The film builds towards a reunion between Travis and Jane and the full explanation as to why Travis chose to walk out on her and Hunter. The exact reason for which I won’t spoil here, but the captivating scene where Travis, having tracked her down to a seedy peep-show where she strips for a living, finally expresses his regret and sorrow to Jane is an incredibly poignant moment and one which ultimately proves the perfect pay off to Travis’ journey.

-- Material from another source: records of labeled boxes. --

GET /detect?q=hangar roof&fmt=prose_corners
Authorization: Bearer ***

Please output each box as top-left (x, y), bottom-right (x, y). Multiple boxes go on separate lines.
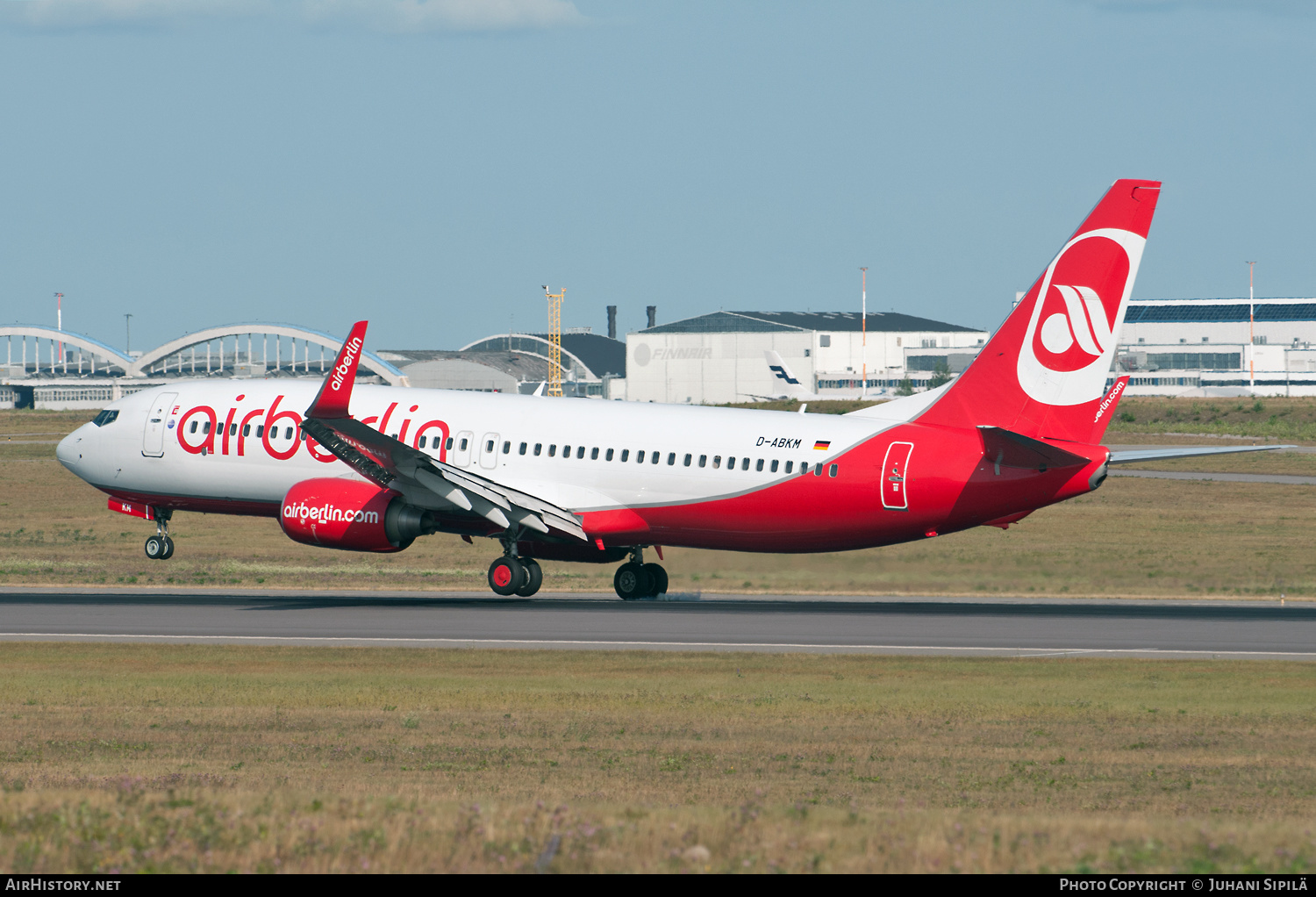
top-left (1124, 299), bottom-right (1316, 324)
top-left (640, 311), bottom-right (982, 334)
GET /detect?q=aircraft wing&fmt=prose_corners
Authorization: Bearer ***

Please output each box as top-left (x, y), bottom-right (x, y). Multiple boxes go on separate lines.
top-left (1110, 445), bottom-right (1298, 463)
top-left (302, 321), bottom-right (589, 542)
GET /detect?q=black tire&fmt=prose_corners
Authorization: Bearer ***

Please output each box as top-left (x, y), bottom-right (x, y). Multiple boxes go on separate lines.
top-left (490, 555), bottom-right (526, 595)
top-left (612, 563), bottom-right (653, 600)
top-left (516, 557), bottom-right (544, 598)
top-left (645, 563), bottom-right (668, 598)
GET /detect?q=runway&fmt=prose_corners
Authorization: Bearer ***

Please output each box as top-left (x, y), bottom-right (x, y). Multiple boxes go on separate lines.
top-left (0, 587), bottom-right (1316, 660)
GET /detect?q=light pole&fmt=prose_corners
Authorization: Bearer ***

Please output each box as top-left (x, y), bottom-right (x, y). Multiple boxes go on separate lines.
top-left (860, 268), bottom-right (869, 399)
top-left (1245, 256), bottom-right (1257, 391)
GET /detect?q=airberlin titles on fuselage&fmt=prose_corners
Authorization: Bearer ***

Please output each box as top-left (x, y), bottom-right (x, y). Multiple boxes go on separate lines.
top-left (168, 394), bottom-right (449, 463)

So many elements add up to make Paris, Texas the wonderful movie that it is. Director Wim Wenders created a movie that is part drama, part living dream. The sumptuous visuals blend eye-catching American landscapes with moments of quintessential Americana, such as roadside diners, endless highways and railways. On Blu-ray especially, the film’s colour pallet is truly stunning with the deep blue skies and dusty orange backdrops really popping out of the screen. Wenders, a native German lest we forget, captures the spirit of an American road movie like few others have managed. The sense of alienation offered by the vastness of the American desert is offset by the beauty and majesty to be found in the freedom of the road.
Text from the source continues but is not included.